Learn How to Identify and Manage SCN at Sept. 4 Field Day
Farmers and ag professionals can learn how to identify and manage soybean cyst nematode (SCN) at a UNL Extension field day this Thursday (Sept. 4) near Bassett.
Last year, soybean cyst nematodes cost Nebraska soybean growers over $45 million, more than all other soybean diseases combined. If you have SCN in your fields and are not managing it, you contributed to that loss.
SCN often goes undetected in the field. Yield losses of 20-30% have been documented in Nebraska fields with no above-ground symptoms. If SCN caused holes, lesions, spots, or other plant abnormalities, it would be much easier to convince producers to test for and manage it. However, infested plants usually look healthy. Often, the first indication of a problem is when soybean yields level off or even start to drop while corn or other crop yields in the same field continue to improve.
What would a six-bushel yield increase on your soybean acres do for your bottom line? That's the average yield increase at 29 UNL research trials when resistant varieties were compared to top yielding susceptible varieties on SCN-infested sites. In addition to direct yield losses, SCN has been linked to an increase in the occurrence and severity of sudden death syndrome (SDS) in soybeans.
Northeast Nebraska Exhibits Greater SCN Effect
SCN scouting is extremely important for producers in northeast Nebraska, where losses at five trials showed a 12.5-bushel yield advantage to SCN-resistant varieties in infested fields compared to a 4.5 bu/ac average yield advantage for 24 other Nebraska sites. Several factors including soil texture and pH may contribute to this larger loss in northeast Nebraska.

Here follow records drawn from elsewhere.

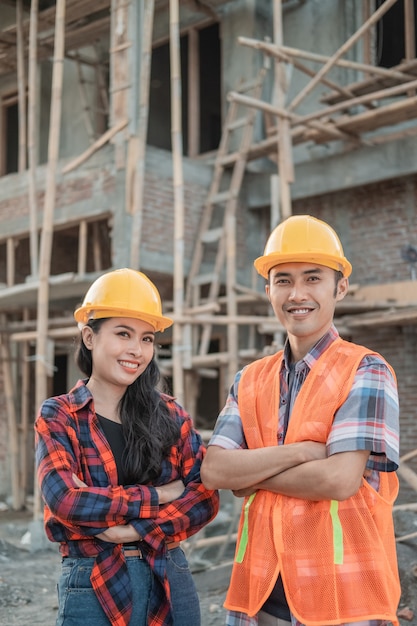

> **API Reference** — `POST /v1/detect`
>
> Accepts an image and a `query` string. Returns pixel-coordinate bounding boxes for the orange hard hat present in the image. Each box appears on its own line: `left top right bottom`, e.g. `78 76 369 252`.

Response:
74 268 173 331
254 215 352 278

Something else that illustrates the importance of scouting for SCN in this area is that out of more than 1,000 soil samples submitted to UNL in 2013, the five highest egg counts came from Knox, Antelope, Rock, Cuming and Rock counties.
Sept. 4 Program
At the SCN Management Field Day site, you will be able to:
- examine cysts on soybean roots,
- learn how to identify and manage SCN infestations,
- receive bags for free SCN analyses — a $25/bag value,
- get answers to your SCN questions, and
- enjoy a complimentary meal and visit informally with experts.
The Rock County SCN Management Field Day will be held on the Greg Pospichal farm. To get there, go 1 mile north of Bassett on Highway 7, 1 mile west, ½ mile north, and 1 mile west. The field day will be on the south side of the road. The program will begin at 6:30 p.m. and end with a light meal after the program.
Originally identified in counties bordering the Missouri River, soybean cyst nematode has been identified in 54 counties in eastern and central Nebraska as far west as McCook.